# my "new" ghee



## backwaterbandits (Dec 15, 2006)

Congrats and welcome aboard!


----------



## tguasjr (Mar 9, 2009)

You got any more pics? Looks like my old classic!


----------



## trev0987 (Mar 15, 2010)

No it's the only one I have right now but I bought it from a guy in cocoa beach fl about 3 months ago I'm not sure if he was the first owner or not 
the hull is 01 and the motor early 90s


----------



## tguasjr (Mar 9, 2009)

no, then its not my old one!


----------



## merc650 (Mar 27, 2008)

Nice classic, I have a very similar set up.
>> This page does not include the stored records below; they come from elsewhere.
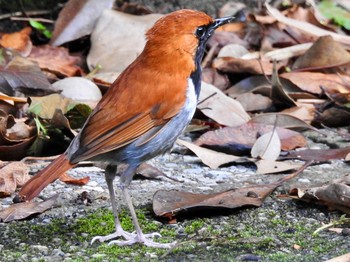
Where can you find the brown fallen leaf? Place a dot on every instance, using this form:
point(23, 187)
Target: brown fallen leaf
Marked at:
point(240, 139)
point(151, 172)
point(278, 93)
point(74, 181)
point(315, 82)
point(24, 75)
point(77, 19)
point(117, 39)
point(221, 108)
point(56, 60)
point(168, 203)
point(335, 194)
point(318, 155)
point(267, 146)
point(282, 120)
point(324, 53)
point(26, 209)
point(12, 175)
point(19, 41)
point(214, 159)
point(211, 158)
point(239, 65)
What kinda speeds are you getting with evinrude? Do you a have a jack plate?

I like the pin stripe down the side, classy


----------



## trev0987 (Mar 15, 2010)

thanks 
im running 28 mph wot  its a 25 horse 
and im not running a jackplate i really dont feel the need to have one i mean i can run skinny enough as is and plenty quick of me 
how bout yours ?


----------



## merc650 (Mar 27, 2008)

I too have a 25 hp omc motor, but I'm barely hitting 24 mph. not sure why, the motor is running like a top. Been trying different props, but not much change.

thanks for posting, you got a nice classic


----------



## hoser3 (Mar 24, 2008)

Very nice!! I love the classic it's a great boat and welcome.


----------



## noeettica (Sep 23, 2007)

Welcome Sir ...

Classics Rule ... well almost ...


----------



## makin moves (Mar 20, 2010)

nice set up welcome


----------